13-D Group's Position Regarding Number Of Directors To Be Elected At The Annual
Meeting

     The upcoming annual meeting of November 25, 1996 will permit the
     shareholders to elect two Class A Directors.  The Class B Directors were
     elected at the 1994 annual meeting and will be elected at the 1997 annual
     meeting and the Class C Directors were elected at the 1995 annual meeting
     and will be elected at the 1998 annual meeting.

     On August 15, 1994, prior to the issuance of the management's proxy
     statement for the 1994 annual meeting at which Class B Directors were to
     be elected, a Class B Director resigned.  This created an imbalance in the
     number of Directors:  3 Class A Directors; 1 Class B Director; and 2 Class
     C Directors.  Even though there was this imbalance and the shareholders
     were voting for Class B Directors at the upcoming annual meeting in 1994,
     the Board did not decrease the number of Class A Directors to 2 from 3 and
     increase the number of Class B Directors from 1 to 2.  The Board noted in
     its 1994 proxy statement that there were three Class A Directors, who
     would be elected at the 1996 Annual Meeting.  Similar representations were
     made in the 1995 proxy statement of the Board.

     On April 25, 1996 the 13-D Group was formed and informed management that
     it was seeking to have the shareholders adopt a proposal at the upcoming
     meeting to increase shareholder values.  At a telephone meeting on May 20,
     1996 of the Board of Directors of the Company, Class A Director Steven
     Shulman resigned and during the same meeting the Board reduced the number
     of Class A Directors to 2 and increased the number of Class B Directors to
     2.  The Board then elected Mr.
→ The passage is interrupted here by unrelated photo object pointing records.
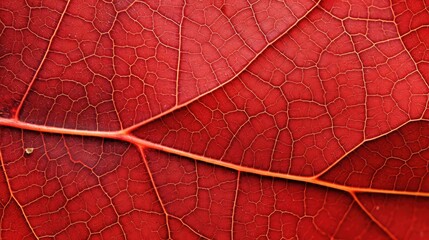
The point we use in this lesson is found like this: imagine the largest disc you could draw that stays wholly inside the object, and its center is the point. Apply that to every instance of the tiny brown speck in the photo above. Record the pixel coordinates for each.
(29, 150)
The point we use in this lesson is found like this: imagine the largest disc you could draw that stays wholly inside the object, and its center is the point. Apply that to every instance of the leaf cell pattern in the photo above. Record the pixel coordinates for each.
(215, 119)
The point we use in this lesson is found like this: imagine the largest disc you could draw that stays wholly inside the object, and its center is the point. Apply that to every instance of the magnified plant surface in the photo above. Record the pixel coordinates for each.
(234, 119)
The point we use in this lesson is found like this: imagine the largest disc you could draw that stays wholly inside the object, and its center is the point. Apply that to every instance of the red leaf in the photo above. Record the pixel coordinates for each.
(214, 119)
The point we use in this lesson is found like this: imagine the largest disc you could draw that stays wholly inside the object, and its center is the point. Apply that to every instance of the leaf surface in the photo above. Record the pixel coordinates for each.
(214, 119)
Shulman, who had just resigned as a Class A
     Director, to be a Class B Director.  As a Class B Director, Mr. Shulman
     will not stand for election by the shareholders until the 1997 annual
     meeting.  As a Class A Director, however, he was scheduled to stand for
     election at the upcoming annual meeting in 1996.

     We believe the Board's action on May 20, 1996 violates the Certificate of
     Incorporation and bylaws of the Company.
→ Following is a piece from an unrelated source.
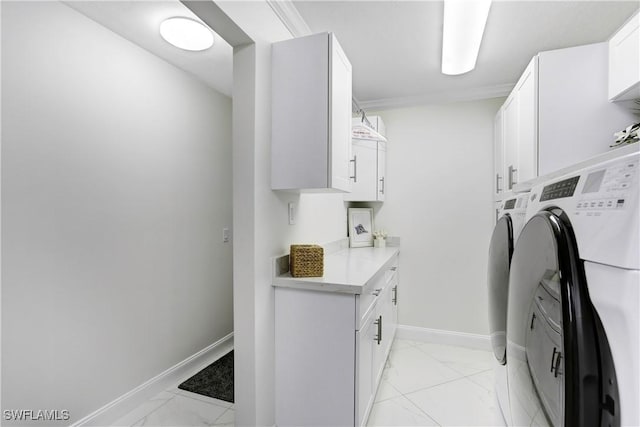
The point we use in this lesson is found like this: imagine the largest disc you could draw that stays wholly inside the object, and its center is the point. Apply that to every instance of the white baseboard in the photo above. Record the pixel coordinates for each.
(119, 407)
(439, 336)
     The Fifth Article of the Certificate of Incorporation provides that "the
     directors of each class shall be elected to serve for a term of three
     years.  The By-laws may contain any provision regarding classification not
     inconsistent with the terms hereof."  In our opinion, Mr. Shulman's
     continuation for four years on the Board contravenes this provision of the
     Certificate of Incorporation.

     Article IV, Section 1 of the By-laws provides that Directors shall be
     elected at the annual meeting of the Stockholders, except as provided in
     Section 2.  Section 2 permits the Board to appoint a Director only if
     there has been an increase in the number of Board members (which clearly
     is not the case) or if there is a vacancy in the office of Director. 
     While the minutes of the May 20 meeting indicate that the Board appointed
     Mr. Shulman to fill the vacancy in the Class B Directorship, in our
     opinion this was not a true vacancy.  Rather, it was created by the Board.

     The minutes of the May 20 meeting indicate that this change in the number
     of Class A and B Directors was done so that each Class would have
     approximately 1/3 of the number of Directors as provided in the
     Certificate of Incorporation.  If that is the case, then why was such
     reconfiguration not done by the Board prior to the 1994 annual meeting
     when it was known, as specified in the 1994 proxy statement, that the
     claimed disproportion of Class A and Class B Directors occurred. 
     Certainly, if such a move was necessary it should have been done prior to
     the very meeting when the Shareholders elected the Class B Directors.  Why
     wait two years to make this change?  Was the Board in violation of the
     Certificate of Incorporation for two years?